Thanks for posting concepts regularly.

I have got a question… When you say that your model is non linear I guess you mean it is nonlinear in parameters, or estimate, because for model which are nonlinear in variable you can transform variable to have a linear relation.

Now the topic mentioned above is for nonlinear in parameter, i guess. And can we use p- value fundamental in nonlinear in variable models? Or it holds for both nonlinear models.

Keep posting great ideas.

Thanks,

Dwarkesh

Jim Frost says

Hi Dwarkesh, yes, I mean a model that is nonlinear in the parameters. That’s a great point and I’ll go back and make it more clear in the post . . . that I’m referring to nonlinear in the parameters. Thank you!

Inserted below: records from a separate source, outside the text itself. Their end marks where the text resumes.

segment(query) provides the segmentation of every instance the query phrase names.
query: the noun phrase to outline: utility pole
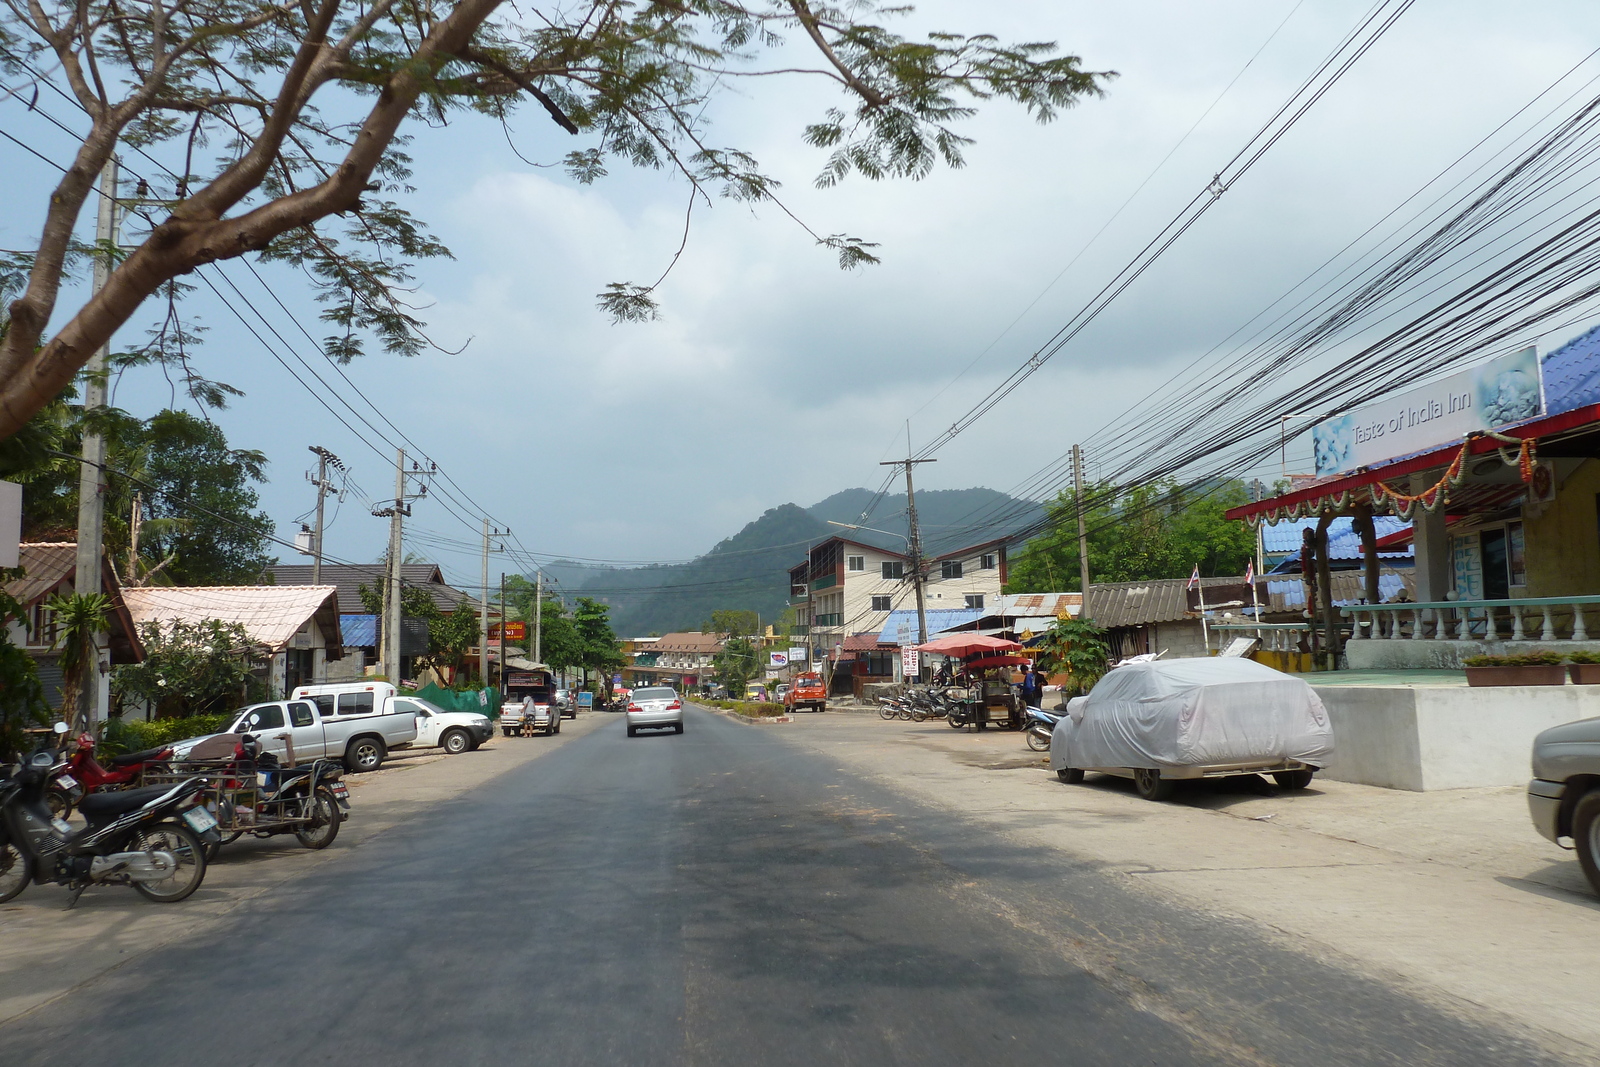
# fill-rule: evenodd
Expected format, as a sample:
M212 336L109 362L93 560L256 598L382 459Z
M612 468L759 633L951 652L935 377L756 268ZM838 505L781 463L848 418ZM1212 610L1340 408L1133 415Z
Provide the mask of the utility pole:
M112 257L111 250L117 246L121 219L118 218L117 183L118 183L117 157L112 156L106 160L105 169L100 172L100 206L95 214L94 239L97 251L94 257L94 292L98 293L105 288L106 282L111 277ZM85 381L83 389L83 413L92 416L106 406L106 361L111 355L111 341L95 349L93 356L89 357L89 365L85 368ZM100 586L100 554L105 544L105 463L106 439L98 431L90 429L83 435L83 462L78 469L78 551L77 567L73 574L72 589L79 595L99 593ZM100 639L95 639L98 648ZM84 686L83 692L78 696L78 708L84 714L84 721L91 725L102 718L99 712L104 709L100 706L100 656L98 650L95 654L95 669L90 672L90 684ZM68 719L73 718L72 709L63 709Z
M506 572L500 572L500 699L506 695Z
M918 463L937 463L936 459L890 459L879 463L880 467L904 467L906 469L906 523L910 528L911 537L907 547L911 550L911 585L917 593L917 644L928 643L928 608L922 597L922 537L917 532L917 497L911 486L911 468Z
M489 520L483 520L483 603L478 609L478 680L487 686L489 684L489 536L499 536L505 531L492 530ZM506 632L506 597L504 583L500 589L500 634L501 634L501 660L500 673L505 674L505 632Z
M1089 532L1083 525L1083 449L1078 445L1072 446L1072 495L1078 505L1078 588L1083 596L1078 611L1083 614L1089 606Z
M544 571L533 572L533 662L544 662Z
M311 534L311 584L322 584L322 501L329 493L333 492L333 483L328 481L328 468L343 471L344 463L338 456L329 452L321 445L311 445L310 450L317 457L317 480L312 484L317 487L317 526Z
M394 508L389 512L389 575L383 591L383 675L400 684L400 557L401 523L406 513L406 450L394 460Z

And, you’re correct, you can model curvature using a linear model (polynomial, logs, etc) and p-values are quite appropriate there.

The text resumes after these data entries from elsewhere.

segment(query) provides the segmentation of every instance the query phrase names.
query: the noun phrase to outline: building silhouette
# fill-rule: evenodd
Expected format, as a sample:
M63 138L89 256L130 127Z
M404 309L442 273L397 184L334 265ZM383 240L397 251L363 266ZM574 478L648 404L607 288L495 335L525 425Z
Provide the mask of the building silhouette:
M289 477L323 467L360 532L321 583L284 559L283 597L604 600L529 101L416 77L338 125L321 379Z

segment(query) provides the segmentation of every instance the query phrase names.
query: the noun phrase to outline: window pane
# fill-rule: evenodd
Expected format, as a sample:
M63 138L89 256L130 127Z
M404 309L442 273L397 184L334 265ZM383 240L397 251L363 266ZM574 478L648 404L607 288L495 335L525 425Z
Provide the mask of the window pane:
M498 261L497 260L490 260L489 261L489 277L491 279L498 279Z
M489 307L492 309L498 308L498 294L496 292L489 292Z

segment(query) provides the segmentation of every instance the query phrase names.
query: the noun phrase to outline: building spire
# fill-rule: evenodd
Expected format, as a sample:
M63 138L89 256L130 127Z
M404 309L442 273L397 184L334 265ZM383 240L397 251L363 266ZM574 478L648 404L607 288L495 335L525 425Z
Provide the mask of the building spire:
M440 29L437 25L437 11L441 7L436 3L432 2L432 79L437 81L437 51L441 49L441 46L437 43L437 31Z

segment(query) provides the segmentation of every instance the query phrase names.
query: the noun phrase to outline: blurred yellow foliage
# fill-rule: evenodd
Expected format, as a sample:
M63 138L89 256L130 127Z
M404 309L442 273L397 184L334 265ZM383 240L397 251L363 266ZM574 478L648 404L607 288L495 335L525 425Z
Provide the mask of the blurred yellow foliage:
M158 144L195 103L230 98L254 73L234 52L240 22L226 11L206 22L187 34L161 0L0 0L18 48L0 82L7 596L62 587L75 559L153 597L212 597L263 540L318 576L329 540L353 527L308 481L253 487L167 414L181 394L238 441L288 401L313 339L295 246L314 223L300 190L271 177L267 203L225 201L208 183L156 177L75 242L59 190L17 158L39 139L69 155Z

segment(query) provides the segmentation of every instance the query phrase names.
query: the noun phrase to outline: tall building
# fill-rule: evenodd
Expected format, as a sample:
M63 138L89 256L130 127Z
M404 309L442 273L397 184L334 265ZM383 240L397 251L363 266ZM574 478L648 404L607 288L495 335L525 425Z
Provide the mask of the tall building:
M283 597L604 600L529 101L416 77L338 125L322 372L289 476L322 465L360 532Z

Psych n Stats Tutor (@psychnstats) says

Contrasting linear and non-linear was helpful, thanks. Am used to working only with linear

Jim Frost says

You’re very welcome. I’m glad that you found it helpful! I find that it’s easy to forget that linear regression is a very specific special case.

Vishal says

Hi, Jim,

I came across your website on facebook and i find your articles well organized and easy to understand. I have been meaning to ask, this question – why do we have the standard P value as 0.05? Why is it not 0.10 or 0.5 for that matter? When i do ask someone this question, i receive vague answers like, it is as it is, or this was what has been followed for many years.

Jim Frost says

Hi Vishal, first, thanks for the compliments! That makes my day! You’re actually asking about the significance levels rather than P values. The experimenter chooses the significance level, but the P values are calculated by the hypothesis test. Part of the reason we commonly use 0.05 is because of tradition. In fact, both 0.01 and 0.05 were set in place long ago and have persisted over the years. There is some logic behind these values. The significance level is the probability of obtaining a false positive when the null hypothesis is actually correct. So, you know that you want a low value. 10% and 50% error rates were deemed too high. You could also go very low, such as 0.001 and only have a 0.1% error rate. However, lower significance levels also reduce the power of the study. This reduction means that if you use a very low significance level, you might miss some real effects. So, 0.01 and 0.05 were seen as good trade-offs between avoiding false positives while not reducing power too much. However, once they were set in place almost a century ago, they persisted without question largely. However, that is changing right now. Both Bayesian analysis and simulations studies have shown that if you obtain a p-value that is near 0.05, it’s not very strong evidence because it results in a higher than expected error rate. Consequently, there is currently a push to lower the standard significance level from 0.05 to 0.005. We’ll have to see if the proposed standard is adopted or whether we stick with the traditional values!

Vishal says

Hi, Jim,

I appreciate this detailed explanation. Its starting to make sense after reading it over and over. I’m happy with your answer. Thank you!

I will recommend your page to my friends. It is like no other!

Jim Frost says

Hi Vishal, you’re very welcome! Thank you for recommending my website. I really appreciate that!